The occasion: National Estuaries Day, an annual event established in 1988 as part of Coast Weeks to help educate the public and promote the importance of estuaries and the need to protect them.
Rookery Bay is one of 28 national estuarine research reserves, and the local crowd celebrated the day in fine style, with guided boat expeditions of the estuary, kayak and paddle board adventures on Henderson Creek, behind-the-scenes laboratory tours, a marine-critter touch tank and other live animal presentations, face painting, fish printing, educational booths, live music and food. There also was a specialGuy Harvey art exhibit on display in the Environmental Learning Center’s gallery.
So, what is an estuary you may ask? Simply, it is the thin zone along a coastline — such as bays, lagoons, sounds or sloughs — where freshwater systems and rivers meet and mix with a salty ocean, creating a brackish water environment that provides a safe haven and protective nursery for small fish, shellfish, migrating birds and coastal shore animals. In the U.S., estuaries are nurseries to more than 75 percent of all fish and shellfish harvested.
Rookery Bay encompasses 110,000 acres from Gordon Pass through the 10,000 Islands, and is home to some 150 species of birds, as well as many threatened or endangered animals. The history ofthe reserve dates back to a 1964 grassroots effort to stop the construction of a 10-mile loop between Naples and Marco Island. Dubbed the “Road to Nowhere,” the road would have cut through the pristine mangrove wetlands surrounding Rookery Bay. Some 1,000 signatures were collected in two days demonstrating local opposition to the road.

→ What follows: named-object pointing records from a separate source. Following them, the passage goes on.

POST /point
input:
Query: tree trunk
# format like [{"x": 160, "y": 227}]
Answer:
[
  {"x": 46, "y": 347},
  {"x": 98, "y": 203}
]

By 1971, nearly $2 million had been raised to buy up land around Rookery Bay. Local residents, the Collier County Conservancy (now the Conservancy of Southwest Florida) and The Nature Conservancy organized the funding, and additional lands were donated. In 1972, the Coastal Zone Management Act set the stage for the creation Rookery Bay National Estuarine Research Reserve, and in 1978, the reserve received its official federal designation.

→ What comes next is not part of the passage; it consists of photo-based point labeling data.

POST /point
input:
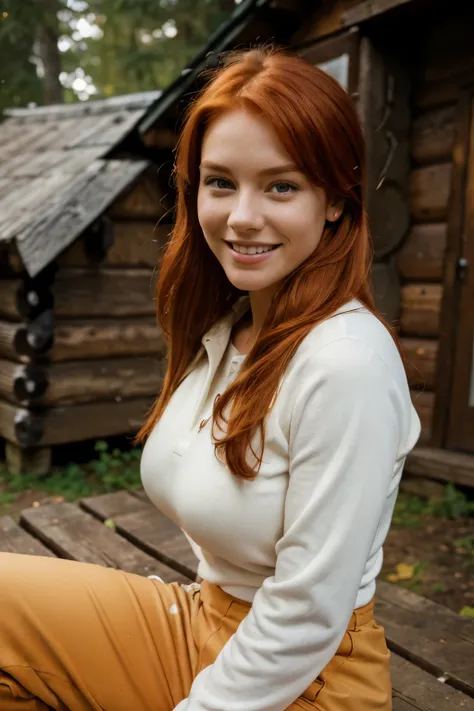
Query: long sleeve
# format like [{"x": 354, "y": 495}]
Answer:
[{"x": 344, "y": 441}]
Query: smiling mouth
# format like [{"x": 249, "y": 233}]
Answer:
[{"x": 240, "y": 249}]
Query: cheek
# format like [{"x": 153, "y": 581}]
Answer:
[{"x": 210, "y": 214}]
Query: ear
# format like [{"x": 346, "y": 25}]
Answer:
[{"x": 334, "y": 210}]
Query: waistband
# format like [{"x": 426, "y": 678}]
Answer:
[{"x": 229, "y": 606}]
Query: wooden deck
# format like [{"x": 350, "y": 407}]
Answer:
[{"x": 432, "y": 647}]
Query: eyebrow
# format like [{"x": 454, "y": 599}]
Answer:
[{"x": 285, "y": 168}]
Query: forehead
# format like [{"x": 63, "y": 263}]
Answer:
[{"x": 240, "y": 134}]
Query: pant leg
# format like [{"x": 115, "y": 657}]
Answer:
[{"x": 79, "y": 637}]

During National Estuaries Day, my husband, daughter and I were lucky enough to take part in one of the 75-minute guided boat tours of Rookery Bay. The tours departed from the reserve’s property on Shell Island Road, and our tour was guided by Alberto Chavez, an environmental manager at RookeryBay. The boats for the tours were furnished by Everglades Area Tours and Good Fortune II Nature Cruises and Charters courtesy of the Conservancy of Southwest Florida.
As we cruised through the tannic waters surrounded by a maze of mangrove islands, Chavez told us that mangrove estuaries are one of the most productive ecosystems on the planet, right behind rain forests and barrier reefs. “These waters give life to about 90 percent of what lives in the Gulf,” he said.

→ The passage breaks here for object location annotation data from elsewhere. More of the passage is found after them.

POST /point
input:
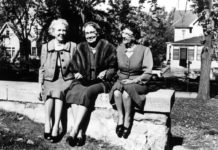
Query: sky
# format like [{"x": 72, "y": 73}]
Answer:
[{"x": 168, "y": 4}]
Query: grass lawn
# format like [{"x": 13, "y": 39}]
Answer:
[
  {"x": 194, "y": 125},
  {"x": 17, "y": 132}
]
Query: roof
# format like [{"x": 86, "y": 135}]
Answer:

According to Chavez, the work done at Rookery Bay runs the gamut — from educational programs for elementary, middle and high school students to research studies on pythons, saltwater crocodiles and sharks to sea turtle and bird nest counts to water salinity, turbidity,pH and nutrient monitoring. Chavez himself is responsible for starting Rookery Bay’s education program for landscape companies, which works with these firms on proper application of pesticides and fertilizers in an effort to limit their impact on the estuary.
He talked about the important impact this work has on the birds and wildlife nesting and living in the “rookery” — a place where seabirds nest — and how it helps maintain the estuary, which rose out of the water 15,000 years ago thanks to mangrove seedlings planting themselves into countless oyster beds. As our tour came full circle, we saw first-hand what he meant.
There, next to the dock, was an oyster bed with a couple of new mangrove seedlings sprouting, reminding us of the ever-present, ever-changing ecosystem in which we live.